Realising these opportunities, however, is entirely contingent on the nascent AI Office confronting several formidable challenges. 

The first challenge is whether the EU AI Office can build the institutional capacity and technical expertise to make use of its enforcement powers, be it requesting information, accessing models for evaluations, or asking them to implement risk mitigations. This requires more than just legal authority; it demands a deep bench of talent capable of scrutinizing the complex systems of well-resourced companies, especially given providers' anti-regulatory threats to delay European deployments. By doing so, it could take inspiration from the UK's AI Safety Institute, which has built a world-class team by hiring experts directly from major tech firms and top research institutions. Secondly, this technical capacity must be backed by political will to resist pressure from the US administration. Promising signals have emerged on this front, with Henna Virkkunen, the EU's Commissioner on Tech, reportedly making it clear that the EU's digital rulebook is non-negotiable in trade talks with the US.
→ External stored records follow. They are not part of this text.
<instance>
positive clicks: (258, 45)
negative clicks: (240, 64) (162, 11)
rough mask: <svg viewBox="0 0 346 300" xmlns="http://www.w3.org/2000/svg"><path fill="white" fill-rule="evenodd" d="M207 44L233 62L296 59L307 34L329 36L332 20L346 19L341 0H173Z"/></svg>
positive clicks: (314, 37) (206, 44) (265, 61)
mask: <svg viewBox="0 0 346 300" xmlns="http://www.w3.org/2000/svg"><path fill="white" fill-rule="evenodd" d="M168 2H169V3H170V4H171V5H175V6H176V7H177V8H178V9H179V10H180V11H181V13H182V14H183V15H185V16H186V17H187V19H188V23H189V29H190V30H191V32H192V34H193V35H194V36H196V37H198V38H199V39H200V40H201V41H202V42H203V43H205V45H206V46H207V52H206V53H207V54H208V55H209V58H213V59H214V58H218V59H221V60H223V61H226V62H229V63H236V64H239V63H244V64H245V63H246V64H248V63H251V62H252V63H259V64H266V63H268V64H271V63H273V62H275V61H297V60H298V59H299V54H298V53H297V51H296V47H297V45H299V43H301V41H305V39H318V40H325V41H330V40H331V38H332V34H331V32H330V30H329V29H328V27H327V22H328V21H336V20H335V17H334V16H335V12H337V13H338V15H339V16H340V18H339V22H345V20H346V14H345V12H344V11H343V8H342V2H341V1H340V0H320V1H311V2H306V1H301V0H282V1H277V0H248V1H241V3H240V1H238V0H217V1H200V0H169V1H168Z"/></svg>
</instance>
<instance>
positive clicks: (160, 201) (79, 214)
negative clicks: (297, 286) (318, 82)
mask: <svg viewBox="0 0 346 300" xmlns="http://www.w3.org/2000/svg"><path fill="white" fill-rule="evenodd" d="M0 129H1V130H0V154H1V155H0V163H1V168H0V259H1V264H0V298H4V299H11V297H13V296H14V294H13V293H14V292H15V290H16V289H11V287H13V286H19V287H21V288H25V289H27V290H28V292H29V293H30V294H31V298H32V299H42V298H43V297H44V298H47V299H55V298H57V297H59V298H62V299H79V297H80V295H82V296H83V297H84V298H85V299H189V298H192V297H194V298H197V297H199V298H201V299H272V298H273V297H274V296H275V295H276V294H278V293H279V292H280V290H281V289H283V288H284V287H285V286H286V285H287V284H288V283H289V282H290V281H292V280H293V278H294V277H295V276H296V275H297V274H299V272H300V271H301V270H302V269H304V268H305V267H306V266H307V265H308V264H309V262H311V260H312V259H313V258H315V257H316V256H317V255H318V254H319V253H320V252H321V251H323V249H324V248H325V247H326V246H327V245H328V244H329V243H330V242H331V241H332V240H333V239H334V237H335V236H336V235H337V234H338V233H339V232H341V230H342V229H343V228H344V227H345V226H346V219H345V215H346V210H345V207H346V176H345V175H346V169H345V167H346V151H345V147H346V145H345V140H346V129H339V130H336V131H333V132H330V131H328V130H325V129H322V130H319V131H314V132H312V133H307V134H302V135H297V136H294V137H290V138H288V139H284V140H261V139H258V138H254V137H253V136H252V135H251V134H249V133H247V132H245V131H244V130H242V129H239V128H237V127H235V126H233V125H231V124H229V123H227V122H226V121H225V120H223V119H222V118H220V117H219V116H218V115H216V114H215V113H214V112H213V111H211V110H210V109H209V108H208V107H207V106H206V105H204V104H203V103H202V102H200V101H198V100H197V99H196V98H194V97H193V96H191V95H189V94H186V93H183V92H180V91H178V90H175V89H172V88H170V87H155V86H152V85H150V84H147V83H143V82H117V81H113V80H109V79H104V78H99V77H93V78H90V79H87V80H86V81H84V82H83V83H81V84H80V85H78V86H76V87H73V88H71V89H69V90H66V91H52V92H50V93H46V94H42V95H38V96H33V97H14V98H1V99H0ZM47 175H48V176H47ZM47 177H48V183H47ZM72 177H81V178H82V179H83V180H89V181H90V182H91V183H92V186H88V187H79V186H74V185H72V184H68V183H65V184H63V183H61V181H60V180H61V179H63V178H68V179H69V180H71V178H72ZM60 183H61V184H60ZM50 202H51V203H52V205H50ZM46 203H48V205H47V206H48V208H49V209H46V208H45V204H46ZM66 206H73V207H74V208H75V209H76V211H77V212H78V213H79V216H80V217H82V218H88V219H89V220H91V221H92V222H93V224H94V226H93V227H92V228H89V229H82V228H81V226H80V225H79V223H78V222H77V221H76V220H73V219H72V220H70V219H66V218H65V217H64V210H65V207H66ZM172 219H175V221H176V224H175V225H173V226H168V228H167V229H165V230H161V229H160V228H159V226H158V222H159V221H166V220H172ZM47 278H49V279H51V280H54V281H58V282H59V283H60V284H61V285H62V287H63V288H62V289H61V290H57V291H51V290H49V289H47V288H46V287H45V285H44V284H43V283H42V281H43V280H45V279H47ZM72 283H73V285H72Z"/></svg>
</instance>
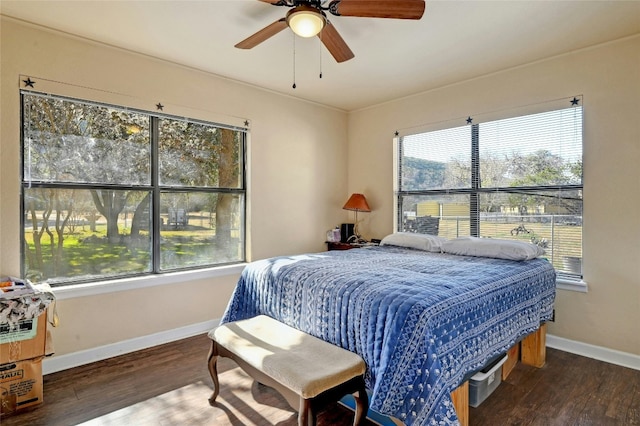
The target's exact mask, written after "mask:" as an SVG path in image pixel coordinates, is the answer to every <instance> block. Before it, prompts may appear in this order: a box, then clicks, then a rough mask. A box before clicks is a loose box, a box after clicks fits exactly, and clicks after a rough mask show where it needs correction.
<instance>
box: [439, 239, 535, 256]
mask: <svg viewBox="0 0 640 426" xmlns="http://www.w3.org/2000/svg"><path fill="white" fill-rule="evenodd" d="M442 251H443V252H445V253H450V254H459V255H463V256H478V257H493V258H496V259H507V260H530V259H535V258H536V257H538V256H541V255H543V254H544V250H543V249H542V247H539V246H537V245H535V244H531V243H525V242H523V241H513V240H500V239H495V238H478V237H460V238H456V239H453V240H447V241H445V242H444V243H442Z"/></svg>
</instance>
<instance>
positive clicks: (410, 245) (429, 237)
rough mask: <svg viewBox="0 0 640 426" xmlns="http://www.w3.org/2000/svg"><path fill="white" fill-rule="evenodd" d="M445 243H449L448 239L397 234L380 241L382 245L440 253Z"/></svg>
mask: <svg viewBox="0 0 640 426" xmlns="http://www.w3.org/2000/svg"><path fill="white" fill-rule="evenodd" d="M444 241H447V240H446V238H442V237H438V236H436V235H427V234H414V233H411V232H395V233H393V234H389V235H387V236H386V237H384V238H383V239H382V241H380V245H381V246H385V245H386V246H398V247H408V248H413V249H416V250H423V251H430V252H435V253H440V251H441V247H442V243H443V242H444Z"/></svg>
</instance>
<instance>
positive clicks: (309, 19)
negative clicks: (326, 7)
mask: <svg viewBox="0 0 640 426" xmlns="http://www.w3.org/2000/svg"><path fill="white" fill-rule="evenodd" d="M287 24H288V25H289V28H291V30H292V31H293V32H294V33H296V34H297V35H299V36H300V37H313V36H315V35H318V33H319V32H320V31H322V29H323V28H324V25H325V24H326V19H325V17H324V16H323V14H322V12H321V11H319V10H318V9H316V8H314V7H309V6H298V7H296V8H295V9H292V10H291V11H289V13H287Z"/></svg>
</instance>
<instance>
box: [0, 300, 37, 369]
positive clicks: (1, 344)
mask: <svg viewBox="0 0 640 426" xmlns="http://www.w3.org/2000/svg"><path fill="white" fill-rule="evenodd" d="M46 340H47V312H46V311H45V312H44V313H43V314H41V315H40V316H39V317H38V318H34V319H32V320H22V321H20V322H19V323H18V326H17V327H16V328H14V329H13V330H11V331H10V330H9V325H8V324H0V364H7V363H10V362H17V361H23V360H27V359H33V358H38V357H41V356H44V355H45V354H46V343H47V342H46Z"/></svg>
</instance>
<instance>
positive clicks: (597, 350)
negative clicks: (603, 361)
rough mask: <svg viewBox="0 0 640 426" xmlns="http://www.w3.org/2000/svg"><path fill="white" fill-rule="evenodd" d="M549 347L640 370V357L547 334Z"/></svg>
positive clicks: (550, 347) (633, 354) (614, 350)
mask: <svg viewBox="0 0 640 426" xmlns="http://www.w3.org/2000/svg"><path fill="white" fill-rule="evenodd" d="M547 346H548V347H550V348H553V349H559V350H561V351H565V352H570V353H572V354H576V355H582V356H586V357H587V358H593V359H597V360H600V361H604V362H608V363H610V364H615V365H620V366H622V367H627V368H633V369H634V370H640V356H638V355H634V354H630V353H627V352H621V351H616V350H614V349H608V348H604V347H602V346H595V345H590V344H588V343H582V342H577V341H575V340H569V339H565V338H563V337H557V336H553V335H551V334H547Z"/></svg>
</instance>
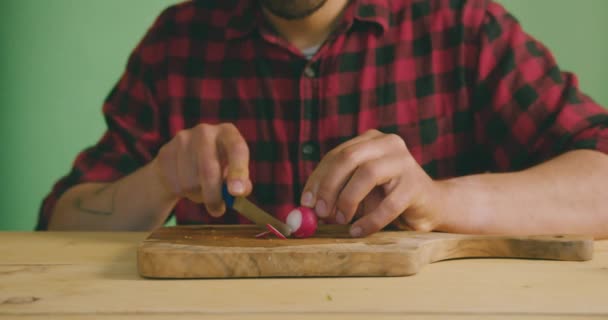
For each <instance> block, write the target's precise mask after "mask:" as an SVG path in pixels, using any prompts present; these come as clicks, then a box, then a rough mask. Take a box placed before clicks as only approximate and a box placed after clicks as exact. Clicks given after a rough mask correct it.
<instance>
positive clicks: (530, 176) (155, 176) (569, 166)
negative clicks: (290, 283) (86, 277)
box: [38, 0, 608, 238]
mask: <svg viewBox="0 0 608 320" xmlns="http://www.w3.org/2000/svg"><path fill="white" fill-rule="evenodd" d="M103 110H104V114H105V117H106V121H107V124H108V131H107V132H106V134H105V135H104V137H103V138H102V139H101V141H99V143H98V144H97V145H95V146H94V147H92V148H89V149H87V150H85V151H84V152H82V153H81V154H80V155H79V157H78V158H77V160H76V162H75V164H74V168H73V170H72V172H71V173H70V174H69V175H68V176H66V177H65V178H63V179H62V180H60V181H59V182H58V183H57V185H56V186H55V187H54V189H53V191H52V193H51V194H50V195H49V197H47V198H46V200H45V202H44V203H43V206H42V210H41V216H40V222H39V225H38V228H39V229H47V228H48V229H99V230H122V229H125V230H150V229H153V228H156V227H158V226H161V225H162V224H163V222H164V221H165V220H166V219H167V217H168V216H169V215H170V214H171V213H172V212H173V213H174V214H175V216H176V218H177V222H178V223H245V222H246V221H245V220H244V219H243V218H242V217H241V216H239V215H237V214H235V213H234V212H226V210H225V206H224V204H223V202H222V199H221V192H220V190H221V186H222V183H224V182H225V183H227V185H228V187H229V190H230V192H231V193H232V194H233V195H249V196H250V197H251V198H252V199H254V200H255V201H256V202H257V203H258V204H259V205H260V206H262V207H263V208H265V209H267V210H268V211H269V212H272V213H275V214H280V213H281V212H283V211H285V210H286V209H287V208H288V207H290V206H293V205H298V204H302V205H305V206H308V207H311V208H314V209H315V211H316V213H317V214H318V215H319V217H320V218H321V219H323V220H325V221H327V222H332V223H340V224H352V226H351V227H350V230H351V234H352V236H353V237H362V236H367V235H369V234H371V233H373V232H376V231H378V230H380V229H382V228H384V227H386V226H387V225H390V224H394V225H397V226H400V227H403V228H409V229H414V230H422V231H429V230H440V231H447V232H459V233H506V234H519V235H525V234H552V233H580V234H590V235H593V236H595V237H597V238H602V237H607V236H608V192H607V191H606V188H605V187H604V184H605V181H608V157H607V156H606V155H605V153H606V152H608V114H607V113H606V111H604V110H603V109H602V108H601V107H600V106H598V105H597V104H595V103H594V102H593V101H592V100H591V99H590V98H588V97H587V96H585V95H583V94H582V93H581V92H579V90H578V88H577V80H576V78H575V77H574V76H573V75H571V74H568V73H562V72H561V71H560V70H559V69H558V67H557V66H556V64H555V61H554V59H553V58H552V56H551V55H550V53H549V52H548V51H547V50H546V49H545V48H544V47H543V46H542V45H541V44H540V43H538V42H537V41H535V40H534V39H533V38H531V37H530V36H528V35H526V34H525V33H524V32H523V31H522V29H521V27H520V25H519V24H518V22H517V21H516V20H515V19H514V18H513V17H512V16H511V15H509V14H508V13H507V12H506V11H505V10H504V9H503V8H502V7H501V6H500V5H499V4H497V3H495V2H492V1H487V0H469V1H466V0H426V1H425V0H400V1H396V0H352V1H348V0H330V1H327V0H258V1H254V0H232V1H204V0H201V1H193V2H186V3H182V4H179V5H176V6H173V7H171V8H169V9H168V10H166V11H165V12H164V13H163V14H161V16H160V17H159V18H158V20H157V21H156V23H155V24H154V25H153V26H152V28H151V29H150V30H149V32H148V34H147V35H146V36H145V38H144V39H143V40H142V42H141V43H140V44H139V45H138V46H137V48H136V49H135V51H134V52H133V54H132V56H131V57H130V59H129V63H128V66H127V70H126V72H125V74H124V75H123V77H122V78H121V80H120V81H119V83H118V84H117V86H116V87H115V89H114V90H113V91H112V93H111V94H110V95H109V97H108V99H107V101H106V103H105V105H104V109H103Z"/></svg>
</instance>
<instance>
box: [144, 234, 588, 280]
mask: <svg viewBox="0 0 608 320" xmlns="http://www.w3.org/2000/svg"><path fill="white" fill-rule="evenodd" d="M259 232H260V229H259V228H257V227H255V226H248V225H237V226H217V225H216V226H185V227H184V226H180V227H170V228H161V229H158V230H156V231H154V232H153V233H152V234H151V235H150V236H149V237H148V239H146V240H145V241H143V242H142V243H141V244H140V246H139V248H138V254H137V265H138V269H139V274H140V275H141V276H143V277H148V278H242V277H247V278H249V277H326V276H340V277H342V276H407V275H412V274H415V273H417V272H418V271H419V270H420V268H422V267H423V266H425V265H426V264H429V263H433V262H437V261H441V260H446V259H455V258H475V257H493V258H525V259H549V260H568V261H584V260H590V259H591V258H592V255H593V240H592V238H590V237H581V236H562V235H558V236H538V237H505V236H475V235H459V234H448V233H435V232H432V233H420V232H409V231H383V232H379V233H376V234H374V235H372V236H370V237H368V238H364V239H353V238H351V237H350V236H349V235H348V230H347V229H346V228H345V227H344V226H328V225H321V226H319V230H318V231H317V234H316V235H315V237H314V238H308V239H288V240H280V239H277V238H269V239H256V238H255V235H256V234H258V233H259Z"/></svg>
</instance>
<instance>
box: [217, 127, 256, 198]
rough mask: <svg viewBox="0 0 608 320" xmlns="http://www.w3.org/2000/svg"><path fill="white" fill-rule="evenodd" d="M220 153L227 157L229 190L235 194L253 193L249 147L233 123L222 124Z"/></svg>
mask: <svg viewBox="0 0 608 320" xmlns="http://www.w3.org/2000/svg"><path fill="white" fill-rule="evenodd" d="M217 142H218V147H219V148H220V153H221V154H223V155H224V156H225V157H226V161H227V171H226V172H227V173H226V180H227V183H228V191H230V194H232V195H234V196H242V195H247V194H249V193H251V189H252V186H251V181H250V179H249V147H248V146H247V142H246V141H245V139H244V138H243V136H242V135H241V133H240V132H239V131H238V129H237V128H236V127H235V126H234V125H232V124H225V125H222V127H221V129H220V133H219V136H218V139H217Z"/></svg>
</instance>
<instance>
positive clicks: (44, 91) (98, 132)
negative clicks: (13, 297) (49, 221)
mask: <svg viewBox="0 0 608 320" xmlns="http://www.w3.org/2000/svg"><path fill="white" fill-rule="evenodd" d="M172 3H175V1H173V0H103V1H97V0H49V1H45V0H1V1H0V112H1V113H0V137H2V141H3V144H2V145H1V150H2V151H1V157H2V158H1V159H0V161H1V162H0V164H1V165H0V178H1V180H0V181H1V184H2V186H1V187H0V188H1V190H2V191H1V192H0V230H32V229H33V227H34V225H35V222H36V215H37V212H38V208H39V205H40V202H41V200H42V198H43V197H44V195H45V194H47V193H48V192H49V190H50V188H51V186H52V184H53V183H54V181H56V180H57V179H58V178H59V177H60V176H62V175H63V174H65V173H66V172H67V171H68V169H69V166H70V164H71V162H72V161H73V159H74V157H75V155H76V154H77V152H78V151H80V150H81V149H83V148H84V147H86V146H88V145H91V144H93V143H95V142H96V141H97V139H99V137H100V136H101V134H102V133H103V130H104V123H103V120H102V117H101V103H102V101H103V99H104V98H105V96H106V95H107V94H108V92H109V90H110V89H111V87H112V86H113V85H114V83H115V82H116V81H117V79H118V77H119V76H120V74H121V72H122V70H123V68H124V65H125V62H126V59H127V56H128V54H129V53H130V51H131V50H132V49H133V48H134V46H135V44H136V43H137V41H139V39H140V38H141V37H142V35H143V34H144V33H145V30H146V29H147V28H148V27H149V25H150V24H151V23H152V22H153V20H154V18H155V17H156V16H157V15H158V13H160V11H161V10H162V9H163V8H164V7H166V6H168V5H170V4H172ZM502 3H503V4H504V5H505V6H506V7H507V8H508V9H510V10H511V11H512V12H513V13H514V14H515V16H516V17H517V18H518V19H519V20H520V21H521V22H522V24H523V25H524V28H525V29H526V30H527V31H528V32H529V33H531V34H532V35H534V36H535V37H537V38H539V39H541V40H542V41H543V42H544V43H545V44H546V45H547V46H548V47H549V48H550V49H552V50H553V52H554V54H555V55H556V57H557V60H558V62H559V63H560V65H561V67H562V68H563V69H566V70H572V71H575V72H576V73H577V74H578V75H579V77H580V80H581V86H582V88H583V90H584V91H585V92H587V93H588V94H590V95H591V96H592V97H593V98H595V99H596V100H597V101H598V102H600V103H602V104H603V105H608V87H607V86H606V82H605V81H606V79H605V78H603V77H602V76H605V75H606V74H608V63H606V62H605V57H608V40H606V39H608V38H607V36H606V33H605V32H606V31H607V30H608V19H606V18H605V13H606V12H608V1H606V0H579V1H571V0H532V1H531V0H503V1H502Z"/></svg>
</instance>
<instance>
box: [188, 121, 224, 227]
mask: <svg viewBox="0 0 608 320" xmlns="http://www.w3.org/2000/svg"><path fill="white" fill-rule="evenodd" d="M216 136H217V133H216V132H214V131H213V130H204V131H199V132H198V135H197V139H195V141H194V144H195V145H193V146H192V150H194V152H193V153H194V154H195V159H196V160H195V161H196V164H195V166H196V168H197V173H198V183H199V185H200V189H201V196H202V198H203V201H204V203H205V207H206V208H207V211H208V212H209V214H210V215H211V216H213V217H220V216H222V215H223V214H224V212H225V211H226V206H225V204H224V201H223V199H222V191H221V190H222V168H221V165H220V160H219V158H218V152H217V149H216V147H215V140H216Z"/></svg>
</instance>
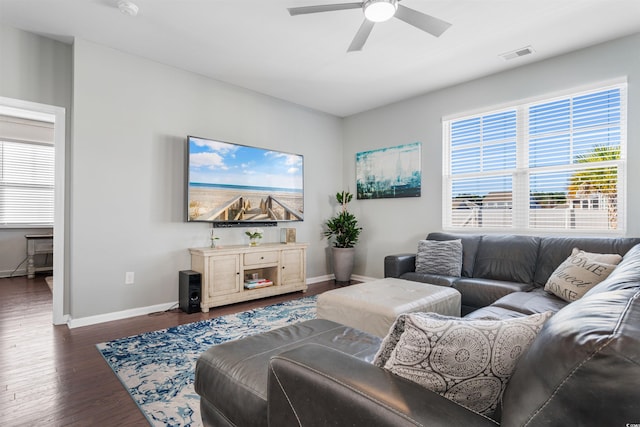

Finally, beyond building its own capacity, the AI Office faces the challenge of ensuring the Code itself remains a precise and relevant tool. This requires demonstrating regulatory agility on two critical fronts. First, it must clarify the scope of the rules relating to ‘systemic risk’. The Code’s drafters intended its strictest rules to apply narrowly to only a handful of frontier models, but the current compute threshold (1025 FLOP) is a crude proxy that risks applying these obligations far more broadly. Second, to prevent the Code from becoming obsolete, the Office must establish a formal mechanism for updating its technical provisions on a regular, predictable cadence, ensuring the framework can evolve alongside the rapid pace of AI development.

Conclusion

Viewed against the existing AI governance landscape, where voluntary commitments have so far set the tone, the EU's Code of Practice stands apart as the first framework developed under, and linked to, binding legislation. With leading frontier AI companies—including OpenAI and Mistral—already committed, its impact may extend beyond Europe, potentially reshaping how major global developers document, assess, and mitigate AI risks. However, the real test is yet to come. Whether the Code becomes an influential global template or remains merely a regional regulatory experiment will depend entirely on effective implementation. For the EU AI Office, that task will require not only significant technical expertise but sustained political courage and a readiness to enforce the rules rigorously. Either way, the insights and lessons generated by this effort will shape AI governance for years to come.

Disclosure: The views and opinions expressed are solely those of the authors and do not reflect or represent any official position of the European Commission. Prović is a policy officer with the European AI Office, and the European Commission has the right to review publications by its staff for accuracy and sensitive information.